The DOC, in an internal shooting review, found that Rongen had followed department policies.
But in a separate report, a DOC team recommended the department clarify the process for checking all areas of a residence, establishing training “so staff learns the actual process of safely sweeping a residence and engaging 3rd party individuals.”
The Sheriff’s Office, in a series of reviews, concluded the shooting was justified but found fault with the decision-making by Thompson and Rongen that led up to the confrontation, according to documents obtained by The Seattle Times under public-disclosure requests.
An internal investigation found that Rongen and Thompson did not ask the owner of the house or the target of the arrest warrant “anything about the occupant of the room, if there were weapons present or if the person permanently lived at the residence.”
They also “made no plans” with the other detectives who were present and did not contact a supervisor, according to a Sept. 23 memorandum that led to a sustained finding that Thompson had not followed department policies.
“He and Officer Rongen should have slowed down and discussed the possible ‘Third Party,’ with the other Detectives to determine a safe course of action,” the memorandum said, noting that a supervisor should have been at the location.
Most pointedly, the memo concluded that the breakdowns stemmed from a “systemic problem that needs to be addressed by the Sheriff’s Office and not on the back of one Detective.”
“The current issue is a lack of training and expertise where extensive training and expertise is necessary,” the memo said. “This falls on the supervision and command staff of the Sheriff’s Office and will be addressed accordingly.”
The Sheriff’s Office also adopted temporary measures in August to address until “a number of questions” were resolved arising from its joint effort with the DOC — known as the Neighborhood Corrections Initiative (NCI) — in which Thompson alone had participated in at least 500 searches since 2007.
Among the requirements is that a threat assessment and residential-entry checklist be approved by a supervisor for all operations, including the approval of a commander when the risk involves suspected firearms or the need for a search warrant.

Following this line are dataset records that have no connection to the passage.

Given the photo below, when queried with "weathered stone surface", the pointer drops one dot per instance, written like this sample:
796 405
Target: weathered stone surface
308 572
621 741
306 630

Deputies may assist DOC officers for their safety when investigating probation violations, but deputies are required to be aware of standards regarding searches of people, homes and property and limitations on searching “third party” residences and private areas.

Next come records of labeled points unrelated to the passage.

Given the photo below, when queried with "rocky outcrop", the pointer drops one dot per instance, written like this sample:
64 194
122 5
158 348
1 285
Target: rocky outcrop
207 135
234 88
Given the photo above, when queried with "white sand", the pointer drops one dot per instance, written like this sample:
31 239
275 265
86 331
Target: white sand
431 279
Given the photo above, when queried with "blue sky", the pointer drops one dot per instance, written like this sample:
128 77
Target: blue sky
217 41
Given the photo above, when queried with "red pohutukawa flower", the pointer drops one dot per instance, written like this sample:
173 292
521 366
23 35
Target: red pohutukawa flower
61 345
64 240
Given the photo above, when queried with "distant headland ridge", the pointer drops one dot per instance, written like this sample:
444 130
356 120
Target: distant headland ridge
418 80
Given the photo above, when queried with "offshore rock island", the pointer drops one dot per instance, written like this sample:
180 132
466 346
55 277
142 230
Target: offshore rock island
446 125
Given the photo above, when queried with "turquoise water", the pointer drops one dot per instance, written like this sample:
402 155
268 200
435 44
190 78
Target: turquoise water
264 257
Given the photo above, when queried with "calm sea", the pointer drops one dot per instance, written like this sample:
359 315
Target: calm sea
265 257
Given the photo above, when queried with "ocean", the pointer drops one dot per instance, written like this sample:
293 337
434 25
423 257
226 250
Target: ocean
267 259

A supervisor is required to be present at all operations in which an offender is suspected of having guns or previously possessing firearms, or is a confirmed gang member.
Those changes remain in place, Urquhart said in an email to The Times last week.
“All that being said, it’s a moot point because relatively soon after I was sworn in I indefinitely suspended the operation of the NCI Team out of the Burien precinct, pending a meeting between DOC and me,” Urquhart said.
Urquhart said he was concerned that Rongen, “according to what he told us,” was not allowed by DOC to participate in the Sheriff’s Office Shooting Review Board. That, Urquhart said, made him “uncomfortable” embedding a DOC officer in a sheriff’s unit without an understanding such cooperation would be provided.
Deputies will continue to assist DOC in other circumstances, he said.
DOC spokesman Chad Lewis said the department had not received formal notice of Urquhart’s directive.
But Corrections Secretary Bernie Warner and the head of the department’s community corrections division, Anmarie Aylward, plan to meet with Urquhart in the next few weeks to discuss concerns about the Neighborhood Corrections Initiative in hopes of maintaining what has been a good relationship, Lewis said.
Thompson has asked the King County Police Officers Guild to represent him in response to the findings of the internal investigation, which produced a recommendation that nondisciplinary training be provided to him and others who do the same kind of work.
Urquhart said that he has approved a tentative curriculum and that training was being scheduled.
Information from Seattle Times archives is included in this report.